The Washington Post reports this morning on a smoking gun that proves once and for all that the White House knew full well that the Intelligence Community had no confidence in the Niger uranium story prior to the President reading the famous 16 words in the 2003 State of the Union address.

Here is what we already knew. On October 7, 2002 George Tenet interceded to make sure that a reference to Niger was taken out of a Presidential speech in Cincinnati. When Condoleezza Rice was asked (on July 13, 2003), why the reference reappeared in the SOTU, she responded:

When we got to the State of the Union, there were — first of all, a lot of time had passed, several months. There were reports in the NIE about other African countries. There was the British report that talked about the efforts to get uranium in Africa.

The British, by the way, still stand by their report to this very day in its accuracy, because they tell us that they had sources that were not compromised in any way by later, in March or April, later reports that there were some forgeries.

Now, we have said very clearly that the information went in on the basis of a number of sources, but we have a different standard for presidential speeches, which is that we don’t just put in things that are in intelligence sources. We put in things that we believe the intelligence agency has high confidence in, and that’s why we have a clearance process.

But the Post reveals some crucial facts that explode Rice’s rationalizations. First, the Niger allegations reappeared in a December 19, 2003 State Department ‘fact sheet. This ‘fact sheet’ concerned the Pentagon and led them to seek clarification in case they might feel the need to reevaluate their relationship with the Niger government.

…the Pentagon asked for an authoritative judgment from the National Intelligence Council, the senior coordinating body for the 15 agencies that then constituted the U.S. intelligence community. Did Iraq and Niger discuss a uranium sale, or not? If they had, the Pentagon would need to reconsider its ties with Niger.
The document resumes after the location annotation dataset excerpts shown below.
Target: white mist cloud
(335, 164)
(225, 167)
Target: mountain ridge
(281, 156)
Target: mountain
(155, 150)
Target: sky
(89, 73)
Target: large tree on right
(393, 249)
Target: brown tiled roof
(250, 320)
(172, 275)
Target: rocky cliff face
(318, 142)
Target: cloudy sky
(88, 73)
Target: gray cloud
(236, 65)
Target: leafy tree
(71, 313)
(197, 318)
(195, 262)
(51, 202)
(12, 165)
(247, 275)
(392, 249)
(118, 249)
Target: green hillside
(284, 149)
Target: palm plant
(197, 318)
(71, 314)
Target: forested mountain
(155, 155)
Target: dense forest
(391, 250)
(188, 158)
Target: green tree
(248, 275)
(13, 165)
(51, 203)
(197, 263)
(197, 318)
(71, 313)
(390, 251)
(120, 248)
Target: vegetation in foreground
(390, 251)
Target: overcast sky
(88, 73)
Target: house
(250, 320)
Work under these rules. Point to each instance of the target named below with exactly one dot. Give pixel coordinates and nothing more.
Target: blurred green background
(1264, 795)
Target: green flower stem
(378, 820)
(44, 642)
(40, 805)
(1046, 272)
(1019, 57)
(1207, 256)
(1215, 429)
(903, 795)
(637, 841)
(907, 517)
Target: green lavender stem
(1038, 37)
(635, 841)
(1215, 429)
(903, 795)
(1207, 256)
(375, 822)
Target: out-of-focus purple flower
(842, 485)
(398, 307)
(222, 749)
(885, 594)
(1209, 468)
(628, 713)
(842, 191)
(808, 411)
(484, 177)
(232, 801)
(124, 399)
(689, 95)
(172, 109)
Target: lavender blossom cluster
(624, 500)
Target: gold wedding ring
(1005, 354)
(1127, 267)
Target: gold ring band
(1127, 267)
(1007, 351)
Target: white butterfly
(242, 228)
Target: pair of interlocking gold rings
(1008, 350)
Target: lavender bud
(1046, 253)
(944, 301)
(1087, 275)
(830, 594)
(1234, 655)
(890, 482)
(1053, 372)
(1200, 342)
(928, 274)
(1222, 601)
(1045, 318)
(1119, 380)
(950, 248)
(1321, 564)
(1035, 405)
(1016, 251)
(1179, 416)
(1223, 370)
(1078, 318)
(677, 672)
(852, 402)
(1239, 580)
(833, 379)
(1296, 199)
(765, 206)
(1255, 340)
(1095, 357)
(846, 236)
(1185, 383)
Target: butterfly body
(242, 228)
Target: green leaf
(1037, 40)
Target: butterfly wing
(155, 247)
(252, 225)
The council’s reply, drafted in a January 2003 memo by the national intelligence officer for Africa, was unequivocal: The Niger story was baseless and should be laid to rest. Four U.S. officials with firsthand knowledge said in interviews that the memo, which has not been reported before, arrived at the White House as Bush and his highest-ranking advisers made the uranium story a centerpiece of their case for the rapidly approaching war against Iraq.

The Post also noted that Rice’s appeal to “[t]he British, by the way, still stand by their report” has since been proven groundless.

British Prime Minister Tony Blair maintained they had additional, secret evidence they could not disclose. In June, a British parliamentary inquiry concluded otherwise, delivering a scathing critique of Blair’s role in promoting the story.

This may all sound like old news. And to those of us that have been both paying attention and unwilling to swallow the kool-aid, none of this comes as much of a surprise. After all, we have already learned from the head of MI6 that the ‘facts were being fixed around the policy’. And the Washington Post reported back on September 29, 2003 about the efforts of Hadley, Libby, and Cheney to manipulate the intelligence in Powell’s report to the UN on February 5th, 2003.

Powell’s presentation was aimed at convincing the world of Iraq’s ties to terrorists and its pursuit of chemical, biological, and nuclear weapons. On Jan. 25, with a stack of notebooks at his side, color-coded with the sources for the information, Libby laid out the potential case against Iraq to a packed White House situation room. ‘We read [their proposal to include Atta] and some of us said, Wow! Here we go again,’ said one official who helped draft the speech. ‘You write it. You take it out, and then it comes back again.’ … [Some] officials present said they felt that Libby’s presentation was over the top, that the wording was too aggressive and most of the material could not be used in a public forum. Much of it, in fact, unraveled when closely examined by intelligence analysts from other agencies and, in the end, was largely discarded.”

So, even if we are not surprised it is still a major reveleation to have our suspicions so strongly confirmed. “Four U.S. officials with firsthand knowledge said in interviews that [a National Intelligence Council] memo…[that stated unequivocally that the Niger allegations were groundless] arrived at the White House as Bush and his highest-ranking advisers made the uranium story a centerpiece of their case for the rapidly approaching war against Iraq.

And they went ahead and kept the uranium as the centerpiece of their case. Game. Set. Match.

Wilson was right. Will the right-wing bloggers apologize? Will America care?